À qui donc sert le plus cet attentat sanglant? En criminalité, pour trouver l'assassin, on doit commencer par chercher à qui profite le crime.
La conclusion facile, évidente, simpliste, est d'accuser Al Qaeda, Ben Laden ou les islamistes anonymes. Ils sont bien utiles, pour l'occupation, pour la guerre au terrorisme (sic), pour la dictature, ceux-là!
C'est comme l'utilité de leurs vidéos, certifiés CIA. Ça leur sert beaucoup ces messages...
Un fait plus difficile à mettre en lumière, est le rôle du Pakistan dans la région. Le rôle de l'ISI, son association avec la CIA, on pourrait plutôt dire: son contrôle par la CIA. Pour les États-Unis, le contrôle du Pakistan et de leur service SECRET, est d'une importance primordiale. Il est très dangereux d'enquêter sur cet aspect. Les journalistes risquent leur vie, un accident est si vite arrivé.
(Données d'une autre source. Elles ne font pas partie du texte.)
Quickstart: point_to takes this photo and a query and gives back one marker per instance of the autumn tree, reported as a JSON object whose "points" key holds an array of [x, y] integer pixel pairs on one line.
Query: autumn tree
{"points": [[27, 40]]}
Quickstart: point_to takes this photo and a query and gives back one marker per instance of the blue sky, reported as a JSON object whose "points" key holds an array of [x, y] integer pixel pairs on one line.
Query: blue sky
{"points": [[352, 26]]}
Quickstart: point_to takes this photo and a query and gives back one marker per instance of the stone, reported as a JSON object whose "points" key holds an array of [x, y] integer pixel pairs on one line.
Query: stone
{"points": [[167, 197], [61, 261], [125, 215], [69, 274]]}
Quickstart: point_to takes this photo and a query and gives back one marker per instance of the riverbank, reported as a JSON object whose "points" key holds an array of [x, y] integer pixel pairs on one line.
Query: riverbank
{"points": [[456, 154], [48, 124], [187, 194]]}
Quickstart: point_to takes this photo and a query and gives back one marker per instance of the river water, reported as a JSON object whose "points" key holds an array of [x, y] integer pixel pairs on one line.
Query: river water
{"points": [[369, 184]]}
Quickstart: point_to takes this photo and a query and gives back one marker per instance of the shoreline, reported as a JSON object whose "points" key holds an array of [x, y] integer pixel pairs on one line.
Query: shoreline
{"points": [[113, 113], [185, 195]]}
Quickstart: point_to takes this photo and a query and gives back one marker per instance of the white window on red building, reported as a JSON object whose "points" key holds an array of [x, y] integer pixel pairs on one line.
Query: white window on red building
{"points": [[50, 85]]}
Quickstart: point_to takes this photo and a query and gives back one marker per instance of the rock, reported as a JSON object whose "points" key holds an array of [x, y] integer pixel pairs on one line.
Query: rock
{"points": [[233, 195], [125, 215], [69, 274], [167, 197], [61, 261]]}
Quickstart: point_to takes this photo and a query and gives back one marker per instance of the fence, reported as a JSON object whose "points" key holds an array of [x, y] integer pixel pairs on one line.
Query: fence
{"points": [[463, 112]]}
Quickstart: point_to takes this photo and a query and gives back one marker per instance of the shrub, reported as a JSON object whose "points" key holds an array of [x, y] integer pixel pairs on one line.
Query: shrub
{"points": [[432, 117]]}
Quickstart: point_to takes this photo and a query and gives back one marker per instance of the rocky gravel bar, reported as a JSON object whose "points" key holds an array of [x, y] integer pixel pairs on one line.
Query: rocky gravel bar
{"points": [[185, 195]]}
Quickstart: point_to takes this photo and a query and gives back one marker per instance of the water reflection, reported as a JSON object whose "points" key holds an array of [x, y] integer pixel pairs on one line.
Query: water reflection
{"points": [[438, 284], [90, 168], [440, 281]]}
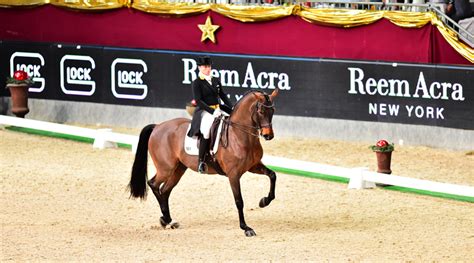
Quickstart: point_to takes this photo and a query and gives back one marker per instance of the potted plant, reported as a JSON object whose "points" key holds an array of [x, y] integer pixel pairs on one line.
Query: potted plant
{"points": [[383, 151], [191, 107], [18, 85]]}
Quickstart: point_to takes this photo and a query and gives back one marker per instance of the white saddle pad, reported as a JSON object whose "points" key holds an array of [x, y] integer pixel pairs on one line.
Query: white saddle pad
{"points": [[190, 144]]}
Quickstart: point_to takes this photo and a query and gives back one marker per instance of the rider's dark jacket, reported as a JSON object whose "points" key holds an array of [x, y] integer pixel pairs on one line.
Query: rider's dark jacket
{"points": [[206, 96]]}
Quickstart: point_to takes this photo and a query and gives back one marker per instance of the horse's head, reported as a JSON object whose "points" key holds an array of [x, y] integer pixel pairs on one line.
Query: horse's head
{"points": [[264, 113]]}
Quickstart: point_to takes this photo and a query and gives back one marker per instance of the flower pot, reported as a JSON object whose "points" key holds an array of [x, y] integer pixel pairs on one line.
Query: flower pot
{"points": [[19, 95], [190, 109], [383, 162]]}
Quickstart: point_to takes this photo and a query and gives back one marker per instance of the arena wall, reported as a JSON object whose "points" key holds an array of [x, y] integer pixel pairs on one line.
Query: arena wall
{"points": [[285, 126]]}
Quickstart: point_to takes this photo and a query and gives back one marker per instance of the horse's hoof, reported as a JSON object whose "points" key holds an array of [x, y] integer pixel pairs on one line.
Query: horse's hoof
{"points": [[264, 202], [250, 233], [174, 225], [163, 223]]}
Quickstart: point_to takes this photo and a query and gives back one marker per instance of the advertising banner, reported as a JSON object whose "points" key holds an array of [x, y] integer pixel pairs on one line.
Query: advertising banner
{"points": [[339, 89]]}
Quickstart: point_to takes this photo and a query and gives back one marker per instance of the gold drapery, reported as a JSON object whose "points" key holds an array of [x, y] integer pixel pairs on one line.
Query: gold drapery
{"points": [[170, 9], [90, 4], [328, 17], [353, 18], [452, 38], [253, 13], [73, 4], [22, 3]]}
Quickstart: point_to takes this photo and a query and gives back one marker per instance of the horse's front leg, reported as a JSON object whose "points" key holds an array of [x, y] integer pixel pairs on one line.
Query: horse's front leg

On peut discuter, analyser longuement les mouvements politiques de surface, mais les réels objectifs sont planifiés et atteints par des manoeuvres de politique souterraine.
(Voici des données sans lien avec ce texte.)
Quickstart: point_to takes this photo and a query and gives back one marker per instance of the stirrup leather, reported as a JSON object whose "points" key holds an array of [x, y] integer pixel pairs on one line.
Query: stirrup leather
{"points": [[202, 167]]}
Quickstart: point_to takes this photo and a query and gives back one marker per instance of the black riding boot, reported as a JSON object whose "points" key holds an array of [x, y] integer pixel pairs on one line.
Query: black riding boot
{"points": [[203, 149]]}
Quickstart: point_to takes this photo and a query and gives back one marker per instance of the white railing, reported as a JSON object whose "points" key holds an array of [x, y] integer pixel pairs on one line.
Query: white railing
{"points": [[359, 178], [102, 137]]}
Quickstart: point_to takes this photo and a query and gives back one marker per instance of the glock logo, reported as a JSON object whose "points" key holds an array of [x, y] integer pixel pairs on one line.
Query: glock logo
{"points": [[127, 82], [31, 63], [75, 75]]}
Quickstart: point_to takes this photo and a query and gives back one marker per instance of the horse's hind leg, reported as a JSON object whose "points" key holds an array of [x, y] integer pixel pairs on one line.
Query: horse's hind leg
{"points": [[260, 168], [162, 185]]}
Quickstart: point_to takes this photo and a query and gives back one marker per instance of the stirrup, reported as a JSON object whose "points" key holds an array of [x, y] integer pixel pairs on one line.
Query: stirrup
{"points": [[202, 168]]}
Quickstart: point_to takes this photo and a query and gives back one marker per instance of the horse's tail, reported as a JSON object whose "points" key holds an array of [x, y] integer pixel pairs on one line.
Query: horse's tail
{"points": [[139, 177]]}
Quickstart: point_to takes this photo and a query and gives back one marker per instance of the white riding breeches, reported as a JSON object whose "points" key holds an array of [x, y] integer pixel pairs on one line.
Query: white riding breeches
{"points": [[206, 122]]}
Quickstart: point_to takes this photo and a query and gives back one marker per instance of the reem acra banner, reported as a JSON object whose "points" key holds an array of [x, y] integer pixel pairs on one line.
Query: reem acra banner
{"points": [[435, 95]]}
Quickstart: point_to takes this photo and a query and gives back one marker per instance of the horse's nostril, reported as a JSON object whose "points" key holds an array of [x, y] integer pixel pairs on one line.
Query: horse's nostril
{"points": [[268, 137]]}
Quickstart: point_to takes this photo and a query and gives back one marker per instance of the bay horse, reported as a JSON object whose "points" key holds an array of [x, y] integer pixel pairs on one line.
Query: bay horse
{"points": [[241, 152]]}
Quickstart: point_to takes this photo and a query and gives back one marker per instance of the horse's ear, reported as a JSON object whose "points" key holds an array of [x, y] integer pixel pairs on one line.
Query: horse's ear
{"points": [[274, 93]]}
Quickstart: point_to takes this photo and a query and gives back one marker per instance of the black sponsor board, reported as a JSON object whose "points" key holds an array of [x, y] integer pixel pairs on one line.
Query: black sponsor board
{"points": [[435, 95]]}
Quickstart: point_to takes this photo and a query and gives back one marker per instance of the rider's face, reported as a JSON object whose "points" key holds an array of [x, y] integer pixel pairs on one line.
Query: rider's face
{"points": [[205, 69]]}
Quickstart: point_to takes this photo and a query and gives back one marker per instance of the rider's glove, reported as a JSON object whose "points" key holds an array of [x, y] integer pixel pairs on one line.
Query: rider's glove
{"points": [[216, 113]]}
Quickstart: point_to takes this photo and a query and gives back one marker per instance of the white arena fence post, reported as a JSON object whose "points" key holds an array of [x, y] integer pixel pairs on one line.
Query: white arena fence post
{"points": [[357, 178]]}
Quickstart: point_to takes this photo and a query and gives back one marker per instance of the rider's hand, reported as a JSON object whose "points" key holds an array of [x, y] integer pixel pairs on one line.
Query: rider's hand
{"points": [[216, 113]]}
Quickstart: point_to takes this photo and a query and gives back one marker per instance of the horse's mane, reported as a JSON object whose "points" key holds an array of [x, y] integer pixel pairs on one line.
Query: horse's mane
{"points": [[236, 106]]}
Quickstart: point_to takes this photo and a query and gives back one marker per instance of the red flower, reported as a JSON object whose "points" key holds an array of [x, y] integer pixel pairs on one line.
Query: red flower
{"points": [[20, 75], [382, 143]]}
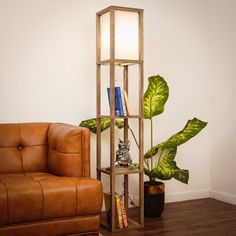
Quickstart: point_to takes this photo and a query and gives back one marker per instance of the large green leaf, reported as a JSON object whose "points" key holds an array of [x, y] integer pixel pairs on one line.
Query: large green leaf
{"points": [[192, 128], [91, 124], [168, 169], [155, 96], [151, 152]]}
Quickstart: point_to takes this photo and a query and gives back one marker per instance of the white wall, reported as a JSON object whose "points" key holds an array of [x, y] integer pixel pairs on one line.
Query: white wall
{"points": [[47, 71], [223, 109]]}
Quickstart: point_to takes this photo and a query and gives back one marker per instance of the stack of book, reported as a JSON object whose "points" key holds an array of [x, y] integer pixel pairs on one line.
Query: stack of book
{"points": [[122, 106], [121, 216]]}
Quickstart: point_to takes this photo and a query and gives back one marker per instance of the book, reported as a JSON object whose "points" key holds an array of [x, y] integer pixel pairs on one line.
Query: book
{"points": [[123, 103], [123, 213], [117, 111], [127, 104], [119, 100], [118, 212], [120, 109]]}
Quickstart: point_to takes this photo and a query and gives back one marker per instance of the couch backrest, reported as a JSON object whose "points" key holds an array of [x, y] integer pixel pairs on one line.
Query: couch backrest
{"points": [[23, 147]]}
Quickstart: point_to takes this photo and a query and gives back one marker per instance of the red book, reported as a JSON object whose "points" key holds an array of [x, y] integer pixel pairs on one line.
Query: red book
{"points": [[123, 213]]}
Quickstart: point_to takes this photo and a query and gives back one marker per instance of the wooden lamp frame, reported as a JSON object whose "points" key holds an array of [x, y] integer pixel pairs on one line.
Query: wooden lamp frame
{"points": [[112, 62]]}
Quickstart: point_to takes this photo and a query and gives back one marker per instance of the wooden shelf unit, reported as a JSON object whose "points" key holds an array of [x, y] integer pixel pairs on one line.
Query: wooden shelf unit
{"points": [[112, 171]]}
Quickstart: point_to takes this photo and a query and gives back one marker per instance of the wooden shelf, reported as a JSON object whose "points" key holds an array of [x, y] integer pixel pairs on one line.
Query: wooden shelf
{"points": [[119, 117], [120, 62], [120, 171], [133, 221]]}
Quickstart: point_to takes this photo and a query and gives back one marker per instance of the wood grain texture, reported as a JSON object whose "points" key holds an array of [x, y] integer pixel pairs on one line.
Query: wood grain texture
{"points": [[203, 217]]}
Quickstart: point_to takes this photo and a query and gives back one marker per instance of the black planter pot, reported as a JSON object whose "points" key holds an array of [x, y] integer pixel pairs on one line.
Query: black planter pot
{"points": [[154, 198]]}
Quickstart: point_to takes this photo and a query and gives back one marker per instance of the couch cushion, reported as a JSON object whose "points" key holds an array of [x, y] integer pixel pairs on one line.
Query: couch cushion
{"points": [[23, 147], [36, 196]]}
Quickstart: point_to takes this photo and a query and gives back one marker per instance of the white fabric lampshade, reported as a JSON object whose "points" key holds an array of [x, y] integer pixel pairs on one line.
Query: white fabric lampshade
{"points": [[126, 35]]}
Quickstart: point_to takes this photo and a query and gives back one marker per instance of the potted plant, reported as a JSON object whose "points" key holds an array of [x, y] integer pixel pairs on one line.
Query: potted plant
{"points": [[159, 160]]}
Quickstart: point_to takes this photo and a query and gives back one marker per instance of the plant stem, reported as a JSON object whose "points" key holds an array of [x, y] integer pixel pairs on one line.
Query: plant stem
{"points": [[134, 137], [159, 159], [151, 142]]}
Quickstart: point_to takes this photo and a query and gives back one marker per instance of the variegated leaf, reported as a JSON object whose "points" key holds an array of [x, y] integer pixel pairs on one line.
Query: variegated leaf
{"points": [[155, 96]]}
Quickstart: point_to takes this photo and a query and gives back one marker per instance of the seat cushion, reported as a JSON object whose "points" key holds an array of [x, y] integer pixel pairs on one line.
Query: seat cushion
{"points": [[36, 196]]}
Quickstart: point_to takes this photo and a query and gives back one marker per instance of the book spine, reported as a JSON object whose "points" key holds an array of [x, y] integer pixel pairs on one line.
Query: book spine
{"points": [[129, 113], [117, 112], [119, 101], [123, 103], [119, 214], [124, 215]]}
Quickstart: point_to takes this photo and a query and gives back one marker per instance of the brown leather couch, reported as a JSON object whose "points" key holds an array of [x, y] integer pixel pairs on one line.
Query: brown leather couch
{"points": [[45, 184]]}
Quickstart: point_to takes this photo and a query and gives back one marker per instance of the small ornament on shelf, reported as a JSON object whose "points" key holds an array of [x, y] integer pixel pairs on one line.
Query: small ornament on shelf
{"points": [[123, 158]]}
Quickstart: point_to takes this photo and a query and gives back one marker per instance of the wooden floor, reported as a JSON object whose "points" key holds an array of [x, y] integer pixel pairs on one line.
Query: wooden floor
{"points": [[203, 217]]}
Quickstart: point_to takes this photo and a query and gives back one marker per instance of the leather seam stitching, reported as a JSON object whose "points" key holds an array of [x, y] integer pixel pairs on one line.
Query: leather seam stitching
{"points": [[82, 146], [70, 153], [76, 194], [22, 164], [8, 214], [35, 145], [42, 196]]}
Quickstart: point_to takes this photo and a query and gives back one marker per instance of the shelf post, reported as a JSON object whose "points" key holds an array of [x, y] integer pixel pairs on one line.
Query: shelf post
{"points": [[126, 130]]}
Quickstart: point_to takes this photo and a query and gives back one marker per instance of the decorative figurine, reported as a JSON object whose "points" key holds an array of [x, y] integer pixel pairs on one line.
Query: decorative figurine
{"points": [[122, 155]]}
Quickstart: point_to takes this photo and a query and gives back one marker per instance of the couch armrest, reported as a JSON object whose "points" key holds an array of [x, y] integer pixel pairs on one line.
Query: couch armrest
{"points": [[69, 150]]}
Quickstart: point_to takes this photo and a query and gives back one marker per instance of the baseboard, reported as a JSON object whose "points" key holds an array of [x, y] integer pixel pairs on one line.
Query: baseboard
{"points": [[225, 197], [187, 195]]}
Il faut s'efforcer de voir la réalité au travers des lignes de l'actualité ponctuelle. Il ne faut pas être dupe des discours et endormi par les mots. Au Pakistan on parle de démocratie pour masquer et prolonger la dictature. Tandis qu'au Venezuela, on parle de dictature pour masquer la démocratie et la renverser afin d'instaurer une dictature profitable aux puissants.
On nous dit que Pervez Musharraf a pris le pouvoir par un coup d'État sans effusion de sang. On n'oublie pas de souligner le "sans effusion de sang" pour nous dire que ce dictateur est un bon gars dans le fond. Tandis que pour Chavez, c'est un dictateur, on oublie de mentionner qu'il a été élu à forte majorité à quatre reprises.
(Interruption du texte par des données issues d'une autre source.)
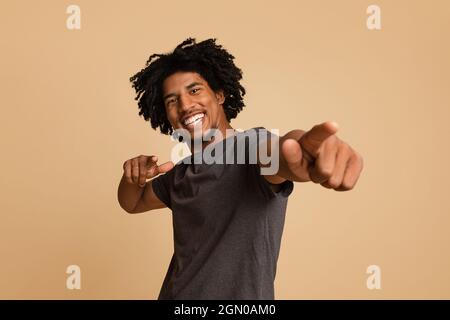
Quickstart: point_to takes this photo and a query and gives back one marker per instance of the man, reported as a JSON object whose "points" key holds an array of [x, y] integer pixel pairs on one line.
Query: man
{"points": [[227, 219]]}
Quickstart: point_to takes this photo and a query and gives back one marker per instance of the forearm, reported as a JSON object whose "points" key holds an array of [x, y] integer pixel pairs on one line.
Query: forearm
{"points": [[284, 172], [129, 194]]}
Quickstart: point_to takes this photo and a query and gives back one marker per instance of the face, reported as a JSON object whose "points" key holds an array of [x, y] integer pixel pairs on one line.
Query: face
{"points": [[190, 103]]}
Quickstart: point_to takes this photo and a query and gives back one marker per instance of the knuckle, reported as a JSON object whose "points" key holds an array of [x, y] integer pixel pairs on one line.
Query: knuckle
{"points": [[333, 182]]}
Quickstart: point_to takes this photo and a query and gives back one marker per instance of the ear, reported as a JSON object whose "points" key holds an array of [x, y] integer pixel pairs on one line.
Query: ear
{"points": [[220, 97]]}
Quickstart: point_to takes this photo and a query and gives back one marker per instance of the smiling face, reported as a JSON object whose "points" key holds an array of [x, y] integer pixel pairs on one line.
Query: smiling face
{"points": [[190, 103]]}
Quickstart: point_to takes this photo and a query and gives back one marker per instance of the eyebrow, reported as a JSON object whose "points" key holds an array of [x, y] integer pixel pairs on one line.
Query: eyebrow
{"points": [[190, 86]]}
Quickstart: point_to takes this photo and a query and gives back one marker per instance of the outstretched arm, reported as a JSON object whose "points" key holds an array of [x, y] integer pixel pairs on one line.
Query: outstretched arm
{"points": [[318, 155]]}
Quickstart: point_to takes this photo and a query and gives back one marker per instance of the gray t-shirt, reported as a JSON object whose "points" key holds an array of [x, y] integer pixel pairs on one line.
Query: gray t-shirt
{"points": [[227, 229]]}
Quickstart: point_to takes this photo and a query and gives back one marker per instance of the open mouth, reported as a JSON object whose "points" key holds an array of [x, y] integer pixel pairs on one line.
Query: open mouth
{"points": [[195, 120]]}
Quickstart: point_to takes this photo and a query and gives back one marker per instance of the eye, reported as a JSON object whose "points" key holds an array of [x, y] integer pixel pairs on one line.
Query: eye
{"points": [[170, 101]]}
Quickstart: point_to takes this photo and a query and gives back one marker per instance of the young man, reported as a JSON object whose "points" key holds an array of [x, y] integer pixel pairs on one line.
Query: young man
{"points": [[227, 218]]}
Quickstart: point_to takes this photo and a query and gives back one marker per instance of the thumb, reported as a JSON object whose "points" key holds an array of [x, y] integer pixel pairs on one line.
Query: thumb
{"points": [[165, 167], [292, 153]]}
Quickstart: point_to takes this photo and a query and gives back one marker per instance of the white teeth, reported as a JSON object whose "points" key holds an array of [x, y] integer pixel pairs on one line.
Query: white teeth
{"points": [[193, 119]]}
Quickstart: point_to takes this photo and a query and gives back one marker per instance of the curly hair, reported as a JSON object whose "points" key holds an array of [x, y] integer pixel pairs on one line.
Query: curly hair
{"points": [[208, 59]]}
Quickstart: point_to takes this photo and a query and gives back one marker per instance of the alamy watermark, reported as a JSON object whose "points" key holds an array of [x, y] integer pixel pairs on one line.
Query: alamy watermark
{"points": [[248, 147]]}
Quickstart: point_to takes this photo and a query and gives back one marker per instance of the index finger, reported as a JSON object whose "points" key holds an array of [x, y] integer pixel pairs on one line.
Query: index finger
{"points": [[312, 139]]}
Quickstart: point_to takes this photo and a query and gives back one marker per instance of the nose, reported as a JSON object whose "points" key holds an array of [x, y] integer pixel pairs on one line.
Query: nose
{"points": [[186, 102]]}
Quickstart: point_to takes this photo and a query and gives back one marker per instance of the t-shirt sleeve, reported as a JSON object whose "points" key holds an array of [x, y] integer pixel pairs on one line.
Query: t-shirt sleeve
{"points": [[161, 187]]}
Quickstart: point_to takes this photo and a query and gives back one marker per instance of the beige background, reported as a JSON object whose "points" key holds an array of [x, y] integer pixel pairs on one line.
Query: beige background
{"points": [[69, 121]]}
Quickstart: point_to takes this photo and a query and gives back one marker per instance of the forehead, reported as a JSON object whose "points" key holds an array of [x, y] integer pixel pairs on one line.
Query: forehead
{"points": [[180, 80]]}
Ça aussi c'est un fait indéniable. Il y a l'information, la désinformation et la subtile manipulation de l'opinion. Pensez-y. L'évidence est souvent un leurre.
Dans les jours qui suivront, Benazir Bhutto oscillera entre la corrompue et la fervente défenderesse de la démocratie et de la justice, tout dépendant de qui en parlera. Tous l'utiliseront, certains l'encenseront, d'autres la dénigreront pendant que l'injustice et la manipulation continueront.